Cuando llegó el año 26, el viejo George no estaba ya con ellos. Había estado pintando, subido a una escalera. Nadie supo nunca si había sido un ataque al corazón o una caída accidental. Pero lo encontraron muerto al pie de la escalera. Desde entonces, ya nadie reparó los techos ni pintó las fachadas de las casas. Maurine siguió viviendo un tiempo en la casita de las rosadas pantallas con flecos, el mudo aparato de radio, las mesitas con carpetas. Pero era tan vieja como George, y murió antes de fin de año. El año se llamó año de la muerte de George y Maurine.

Y los años pasaron: 27, 28, 29, 30. Ya era difícil recordar los nombres y su orden. ¿El año del maíz había seguido al año del crepúsculo rojo, o éste precedía al año de la muerte de Evie?

¡Pobre Evie! La enterraron junto a los demás, y así se pareció más a todos. Había vivido con ellos y nadie sabía si había sido feliz o si habían hecho bien al salvarle la vida. Sólo una vez había salido de la sombra: cuando Charlie la había elegido entre todas las muchachas de la Tribu. Los jóvenes apenas notaron su desaparición, pero para los mayores desaparecía con ella una criatura de los viejos días.

Ahora los fundadores de la Tribu eran sólo cinco. Jean e Ish eran los más jóvenes, y los mejor conservados. Pero Ish, que no se había curado totalmente de su vieja herida, cojeaba un poco. Molly se quejaba de vagos malestares y caía en crisis de llanto. Una tosecita seca atormentaba a Ezra. La figura de Em había perdido un poco de su gracia real. Sin embargo, todos disfrutaban de una salud excelente, y sus pequeñas molestias eran achaques de la edad.

El año 34 fue un año memorable. Se sabía, desde hacía un tiempo, que otra Tribu, menos numerosa, vivía en el extremo norte de la bahía, pero aquel año llegó un mensajero a proponer la unión. Ish le prohibió al joven que se acercara. El recuerdo de Charlie aconsejaba prudencia. Cuando el mensajero comunicó cuál era el propósito de su visita, se convocó al consejo.

Ish presidió con el martillo en la mano, pues el asunto era muy importante. En seguida estalló una animada discusión. Al temor de las enfermedades se unía el prejuicio contra los extraños. Sin embargo, la curiosidad era más fuerte, y además muchos deseaban que el número de miembros de la Tribu, sobre todo el de las mujeres, fuese mayor. Desde hacía años los hombres eran más numerosos que las mujeres y algunos muchachos parecían condenados al celibato. Ish conocía por otra parte el peligro de los matrimonios entre parientes cercanos, inevitables en el seno de la Tribu.

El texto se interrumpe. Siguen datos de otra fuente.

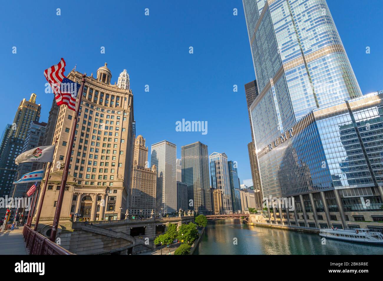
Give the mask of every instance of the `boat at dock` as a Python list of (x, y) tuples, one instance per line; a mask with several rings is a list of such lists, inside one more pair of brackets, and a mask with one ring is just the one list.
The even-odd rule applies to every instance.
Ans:
[(366, 228), (352, 229), (323, 228), (321, 229), (319, 235), (322, 237), (351, 242), (383, 245), (383, 234), (380, 232), (370, 231)]

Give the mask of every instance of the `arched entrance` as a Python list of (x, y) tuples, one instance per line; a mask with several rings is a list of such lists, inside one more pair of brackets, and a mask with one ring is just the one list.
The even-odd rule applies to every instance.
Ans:
[(80, 214), (81, 216), (80, 221), (89, 221), (90, 220), (90, 212), (92, 209), (92, 198), (88, 195), (84, 197), (81, 200), (80, 207)]

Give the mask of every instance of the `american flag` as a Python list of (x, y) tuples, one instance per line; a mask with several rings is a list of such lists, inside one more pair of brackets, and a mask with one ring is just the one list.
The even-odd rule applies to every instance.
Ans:
[(31, 195), (33, 194), (33, 192), (34, 192), (34, 191), (36, 190), (36, 186), (37, 186), (37, 182), (35, 182), (34, 184), (33, 184), (33, 185), (32, 185), (31, 187), (31, 188), (29, 189), (29, 190), (28, 190), (27, 192), (26, 195), (27, 196), (28, 196), (28, 197), (29, 197)]
[(64, 75), (65, 65), (65, 61), (61, 58), (57, 64), (45, 70), (44, 76), (54, 93), (57, 105), (65, 104), (75, 110), (76, 97), (81, 85), (67, 78)]

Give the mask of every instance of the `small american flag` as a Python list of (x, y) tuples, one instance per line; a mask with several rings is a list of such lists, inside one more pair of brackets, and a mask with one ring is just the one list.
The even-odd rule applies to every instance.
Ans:
[(65, 65), (65, 61), (61, 58), (57, 64), (44, 71), (44, 76), (53, 90), (57, 105), (65, 104), (75, 110), (76, 97), (81, 85), (67, 78), (64, 75)]
[(33, 184), (33, 185), (31, 187), (31, 188), (30, 188), (29, 190), (28, 190), (26, 192), (26, 195), (28, 197), (29, 197), (33, 194), (33, 192), (34, 192), (34, 191), (36, 190), (36, 187), (37, 186), (37, 182), (36, 182)]

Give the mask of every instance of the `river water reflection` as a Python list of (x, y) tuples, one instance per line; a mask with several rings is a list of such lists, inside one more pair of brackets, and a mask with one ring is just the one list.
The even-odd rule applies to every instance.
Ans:
[[(235, 239), (237, 241), (234, 245)], [(249, 226), (238, 219), (210, 221), (195, 255), (381, 255), (383, 246), (327, 239), (317, 234)]]

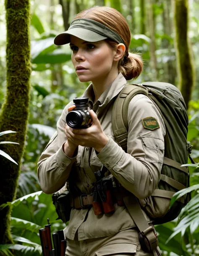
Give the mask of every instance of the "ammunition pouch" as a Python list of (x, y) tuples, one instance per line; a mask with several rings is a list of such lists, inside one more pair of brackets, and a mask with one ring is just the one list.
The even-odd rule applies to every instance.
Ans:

Sin embargo, Ish, apoyado por Ezra, se oponía a la alianza por temor a las enfermedades. Jack, Ralph, Roger, los mayores y sus hijos recordaban demasiado bien el año 22 y se pusieron de su lado. Pero los más jóvenes, sobre todo aquellos que no estaban casados, pensando en las muchachas de la otra Tribu, protestaban ruidosamente.

Entonces habló Em. Tenía ahora la cabeza cubierta de canas, pero su voz grave dominaba aún cualquier discusión.

—Lo he repetido a menudo —dijo—, no se vive rechazando la vida. Nuestros hijos y nietos necesitan mujeres. Quizás haya un grave peligro, pero habrá que afrontarlo.

La serenidad y seguridad de Em, más que sus palabras, animaron a todos. La alianza se votó por unanimidad.

Esta vez tuvieron suerte. Hubo una sola epidemia, de escarlatina, que contrajeron los otros. Pero pronto curaron.